1. out_org.csv: This file contains the original robot motor data after conversion, without any processing. It represents the unaltered motion data.
2. out_hhtFT.csv: This file contains the denoised motion data based on Fourier Transform. It represents the motion data after applying traditional Fourier-based denoising.
3. out_hhtAgr.csv: This file contains the processed motion data using our proposed method as described in the paper. This represents the optimized motion data according to the algorithm introduced in our research.

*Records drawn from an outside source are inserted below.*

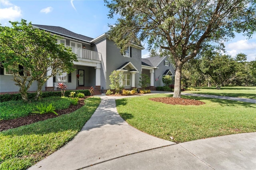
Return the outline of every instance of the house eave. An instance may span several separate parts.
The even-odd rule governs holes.
[[[59,32],[56,32],[53,31],[52,31],[52,30],[48,30],[48,29],[44,29],[44,28],[42,28],[38,27],[37,26],[34,26],[34,25],[33,25],[33,27],[35,28],[38,28],[38,29],[41,29],[41,30],[44,30],[45,31],[47,31],[47,32],[51,32],[51,33],[53,33],[53,34],[58,34],[58,35],[61,35],[61,36],[64,36],[66,37],[70,38],[73,38],[74,39],[80,40],[80,41],[82,41],[83,42],[87,42],[88,43],[90,43],[90,42],[89,41],[85,40],[82,40],[82,39],[81,39],[80,38],[76,38],[76,37],[72,37],[72,36],[68,36],[67,35],[64,34],[61,34],[61,33],[60,33]]]

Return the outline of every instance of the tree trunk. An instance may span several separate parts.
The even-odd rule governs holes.
[[[43,87],[44,83],[40,83],[39,81],[37,81],[37,90],[36,90],[36,95],[35,97],[35,99],[36,100],[38,100],[40,97],[40,94],[41,94],[41,91],[42,90],[42,87]]]
[[[176,64],[175,71],[175,81],[174,81],[174,89],[173,97],[175,98],[181,98],[181,69],[182,64],[181,62]]]

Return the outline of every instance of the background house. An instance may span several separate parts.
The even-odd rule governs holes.
[[[56,34],[62,39],[58,43],[62,43],[72,48],[77,55],[78,62],[74,63],[76,70],[72,73],[63,73],[50,78],[42,90],[54,90],[54,84],[64,82],[68,89],[88,89],[92,86],[98,91],[110,89],[109,76],[114,70],[122,71],[124,75],[122,81],[125,89],[139,88],[138,85],[140,74],[148,75],[150,78],[150,87],[162,86],[162,76],[164,74],[174,75],[174,66],[166,57],[156,56],[142,59],[141,50],[144,49],[140,44],[132,44],[124,54],[120,53],[114,42],[108,38],[105,33],[93,39],[77,34],[64,28],[55,26],[32,24],[38,28]],[[0,92],[18,91],[18,87],[11,80],[12,75],[2,68],[0,75]],[[50,71],[47,74],[50,74]],[[156,79],[158,78],[157,81]],[[36,83],[34,82],[29,91],[36,90]]]

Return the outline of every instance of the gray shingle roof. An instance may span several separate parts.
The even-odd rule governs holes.
[[[158,56],[142,59],[142,61],[146,64],[150,65],[152,67],[157,67],[165,58],[165,57],[160,57]]]
[[[62,27],[56,26],[45,26],[43,25],[32,24],[35,27],[44,30],[57,34],[72,38],[77,40],[90,42],[93,38],[81,34],[75,33]]]
[[[153,65],[150,61],[148,59],[144,58],[141,59],[141,65],[146,65],[146,66],[153,67]]]

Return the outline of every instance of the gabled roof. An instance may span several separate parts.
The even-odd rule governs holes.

These files are generated in the specified output directory after running the script, and they can be used for further analysis or for applying the processed motion data to the NAO robot.

2. apply_motion_NAO.py

After generating optimized CSV data, this script is used to apply the data to a NAO robot or simulator. This script runs in a Python 2.7 environment and requires the NAOqi SDK and Choregraphe software (if using a simulator). You need to specify the path to the data and the robot IP address.

Command-Line Arguments

• --ip: The IP address of the robot ("localhost" for the simulator, "nao.lan" for the real robot).
• --port: The port number for the NAO simulator (required if ip is "localhost").
• --motionpath: The directory containing the motion data.
• --datapath: The CSV file containing the motion data to be applied.

Examples

For the Simulator:

python apply_motion_NAO.py --ip "localhost" --port [port number] --motionpath "./punch/" --datapath "out_hhtAgr.csv"

For the Real Robot:

python apply_motion_NAO.py --ip "nao.lan" --motionpath "./punch/" --datapath "out_hhtAgr.csv"

Important Notes:

• Python 2.7 is required to run apply_motion_NAO.py.
• Ensure that the NAOqi SDK is properly installed and configured.
• If using a simulator, make sure Choregraphe software is installed, and a NAO 6 simulator is running with the correct port number.
• The --port [port number] should be replaced with the actual port number displayed in Choregraphe when the NAO virtual robot is running. This port number may change each time you start the simulator.

Demonstration

Here is a demonstration of the motion processing using the "punch" example. The video shows the replay of the processed motion data on the NAO robot in the simulator after executing the script.

Article Reference

This repository is based on the research paper:

@ARTICLE{10652882,
  author={Dong, Ran and Chang, Qiong and Er, Meng Joo and Zhong, Junpei and Ikuno, Soichiro},
  journal={IEEE/ASME Transactions on Mechatronics}, 
  title={Motion Capture-Based Robotic Imitation: A Keyframeless Implementation Method Using Multivariate Empirical Mode Decomposition}, 
  year={2025},
  volume={30},
  number={3},
  pages={1947-1958},
  keywords={Robots;Motion capture;Motors;Frequency-domain analysis;Robot motion;Legged locomotion;Humanoid robots;Biomechanics;deep learning;empirical mode decomposition (EMD);frequency control;motion measurement;robot motion},
  doi={10.1109/TMECH.2024.3440642}}

If you use this code or any part of it in your research, please cite the above paper.

License

This project is licensed under the MIT License - see the LICENSE file for details.